The leftTable is the starting base table to which data is joined, and the rightTable is the table from which data comes.

Tip

Join data from the right to the left.

Join Keys

The join key or keys establishes the identifier in the leftTable that will be used to find data in the rightTable. Any data type can be chosen as a key, and there can be multiple keys.

Think of keys as “columns to match” in all Deephaven Joins.

  1. Keys are chosen based on use cases: “I want to bring data to the table todayTrades, from the table yestTrades, based on the USym of each row (in todayTrades).”

       leftTable = todayTrades

       rightTable = yestTrades

       key = USym

  2. “I want to bring data to the table risk, from the table factorData, based on the Sector and FactorName of each row (in risk).”

       leftTable = risk

       rightTable = factorData

       keys = USym, FactorName

Keys can have different column names in the two tables.

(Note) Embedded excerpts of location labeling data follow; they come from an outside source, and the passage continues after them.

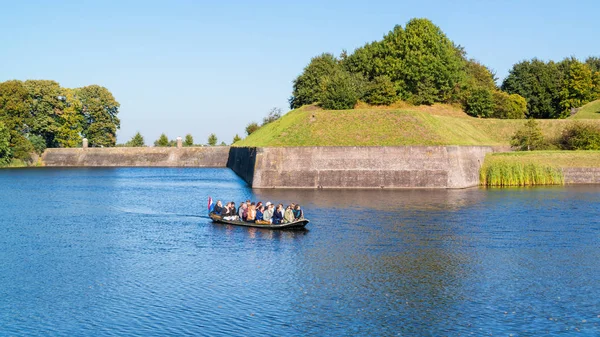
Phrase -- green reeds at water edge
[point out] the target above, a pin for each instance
(501, 173)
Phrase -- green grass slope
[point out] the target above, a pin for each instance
(309, 126)
(588, 111)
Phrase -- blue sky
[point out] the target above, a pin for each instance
(213, 66)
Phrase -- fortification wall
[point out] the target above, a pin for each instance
(360, 167)
(138, 156)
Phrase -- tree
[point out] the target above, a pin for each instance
(508, 106)
(251, 128)
(381, 91)
(274, 114)
(137, 141)
(540, 84)
(100, 111)
(578, 87)
(70, 121)
(38, 143)
(593, 62)
(162, 141)
(5, 154)
(529, 137)
(480, 103)
(212, 139)
(342, 90)
(44, 109)
(309, 86)
(189, 140)
(431, 65)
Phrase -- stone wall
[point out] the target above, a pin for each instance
(581, 175)
(138, 156)
(360, 167)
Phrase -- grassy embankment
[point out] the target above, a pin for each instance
(588, 111)
(533, 167)
(432, 125)
(399, 125)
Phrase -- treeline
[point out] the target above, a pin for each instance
(420, 65)
(163, 141)
(37, 114)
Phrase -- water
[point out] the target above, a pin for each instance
(130, 252)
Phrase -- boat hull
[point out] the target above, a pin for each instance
(291, 225)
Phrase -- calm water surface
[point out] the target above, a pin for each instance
(130, 252)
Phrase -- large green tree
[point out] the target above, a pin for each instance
(100, 111)
(540, 84)
(136, 141)
(4, 145)
(70, 120)
(432, 65)
(309, 87)
(45, 109)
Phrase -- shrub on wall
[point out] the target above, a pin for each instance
(508, 106)
(581, 136)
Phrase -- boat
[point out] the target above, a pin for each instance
(300, 224)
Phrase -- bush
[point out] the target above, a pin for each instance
(529, 137)
(5, 154)
(212, 139)
(38, 143)
(189, 140)
(581, 136)
(136, 141)
(480, 103)
(381, 91)
(501, 173)
(342, 91)
(508, 106)
(162, 141)
(251, 128)
(273, 115)
(22, 148)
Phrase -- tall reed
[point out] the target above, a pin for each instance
(502, 172)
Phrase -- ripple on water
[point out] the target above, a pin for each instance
(130, 252)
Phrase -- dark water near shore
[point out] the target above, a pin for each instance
(129, 252)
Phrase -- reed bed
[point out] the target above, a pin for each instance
(500, 172)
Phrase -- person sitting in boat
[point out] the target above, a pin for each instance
(288, 215)
(259, 213)
(298, 213)
(218, 207)
(251, 213)
(243, 212)
(278, 215)
(268, 213)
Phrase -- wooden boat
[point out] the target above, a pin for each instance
(300, 224)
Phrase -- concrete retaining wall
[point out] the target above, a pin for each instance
(139, 156)
(582, 175)
(360, 167)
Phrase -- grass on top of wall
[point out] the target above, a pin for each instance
(500, 173)
(528, 168)
(374, 126)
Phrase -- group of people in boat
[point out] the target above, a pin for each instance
(259, 212)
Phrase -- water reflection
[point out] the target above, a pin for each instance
(131, 252)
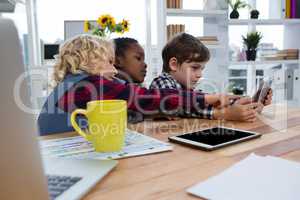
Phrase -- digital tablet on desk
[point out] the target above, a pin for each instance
(214, 138)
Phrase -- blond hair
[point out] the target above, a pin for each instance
(74, 55)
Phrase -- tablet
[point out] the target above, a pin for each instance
(214, 138)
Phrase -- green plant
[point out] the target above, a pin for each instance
(252, 40)
(237, 4)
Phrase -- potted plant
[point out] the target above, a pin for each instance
(254, 14)
(106, 25)
(251, 42)
(235, 5)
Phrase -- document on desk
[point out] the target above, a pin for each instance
(255, 177)
(77, 147)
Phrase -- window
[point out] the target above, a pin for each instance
(20, 20)
(52, 13)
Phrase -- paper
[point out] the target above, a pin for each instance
(77, 147)
(255, 177)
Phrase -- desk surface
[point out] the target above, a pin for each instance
(168, 175)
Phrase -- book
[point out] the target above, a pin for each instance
(293, 8)
(136, 144)
(297, 7)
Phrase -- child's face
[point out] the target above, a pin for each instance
(133, 63)
(188, 73)
(103, 67)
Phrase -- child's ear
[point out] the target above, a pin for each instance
(118, 61)
(173, 64)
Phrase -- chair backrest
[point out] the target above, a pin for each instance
(53, 120)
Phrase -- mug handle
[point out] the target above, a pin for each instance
(75, 125)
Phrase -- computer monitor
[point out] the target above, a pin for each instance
(49, 51)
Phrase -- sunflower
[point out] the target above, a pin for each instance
(125, 25)
(102, 20)
(106, 20)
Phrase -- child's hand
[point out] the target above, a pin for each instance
(237, 112)
(220, 100)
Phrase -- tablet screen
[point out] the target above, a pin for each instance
(215, 136)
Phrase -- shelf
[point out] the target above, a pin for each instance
(265, 62)
(260, 65)
(195, 13)
(218, 46)
(263, 21)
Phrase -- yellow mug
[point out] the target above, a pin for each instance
(107, 121)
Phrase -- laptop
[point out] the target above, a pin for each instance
(24, 174)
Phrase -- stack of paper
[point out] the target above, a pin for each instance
(77, 147)
(256, 177)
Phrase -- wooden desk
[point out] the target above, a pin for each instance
(168, 175)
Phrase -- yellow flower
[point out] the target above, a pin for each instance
(125, 25)
(86, 26)
(106, 20)
(102, 20)
(111, 21)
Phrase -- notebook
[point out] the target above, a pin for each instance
(136, 144)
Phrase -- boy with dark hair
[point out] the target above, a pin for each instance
(130, 60)
(184, 58)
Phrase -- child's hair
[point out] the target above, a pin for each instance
(185, 48)
(122, 44)
(75, 53)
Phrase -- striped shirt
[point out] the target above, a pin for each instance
(166, 81)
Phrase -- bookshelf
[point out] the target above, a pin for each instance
(194, 13)
(263, 21)
(217, 23)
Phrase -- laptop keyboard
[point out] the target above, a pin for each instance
(58, 184)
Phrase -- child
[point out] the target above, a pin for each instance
(84, 72)
(130, 60)
(184, 58)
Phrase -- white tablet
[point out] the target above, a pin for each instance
(214, 138)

To rename columns within your query, use one of the following options:

  • leftTable.joinMethod(rightTable, "KeyLeftName = KeyRightName")
  • leftTable.joinMethod(rightTable, "Key1, Key2LeftName=Key2RightName")
  • left.joinMethod(right, "KeyLeft1=KeyRight1, KeyLeft2=KeyRight2")

Warning

Queries will error out if the identified Key columns do not exist in the respective tables.

Columns to Join In

You can choose what columns to bring from the rightTable to the leftTable by populating the ColumnsToJoinIn argument.

  • Bring all the non-Key columns:    leftTable.joinMethod(rightTable, "Key")
  • Bring only the ones I select:    leftTable.joinMethod(rightTable, "Key", "Col1")
  • Bring several that I select:    leftTable.joinMethod(rightTable, "Key", "Col1, Col2, ColZ")
  • Bring and rename the ones I select:    leftTable.joinMethod(rightTable, "Key", "New1=Col1, New2=Col2")

Warning

Queries will error out if either:

  1. One of the columnsToJoinIn from the rightTable already exists in the leftTable (i.e., same name).
  2. The identified column from the rightTable does not exist.

Examples

Continue on to learn about each distinct join method and their particularities.

Natural Join

The naturalJoin is somewhat like an Excel vlookup or SQL leftJoin:

  • The leftTable always retains the same number of rows with which it started.
  • If there are no matching values for a row, the appended cell(s) from the rightTable will contain NULL values.
  • The right side table can only have one row for each key of the join.

Syntax

leftTable.naturalJoin(rightTable, "Key", "ColumnsToJoinIn")

One-key naturalJoin()

leftTable = db.t("LearnDeephaven", "StockTrades").where("Date = `2017-08-25`" , "isBusinessTime(ExchangeTimestamp)").lastBy("USym").view("Date", "USym", "Last")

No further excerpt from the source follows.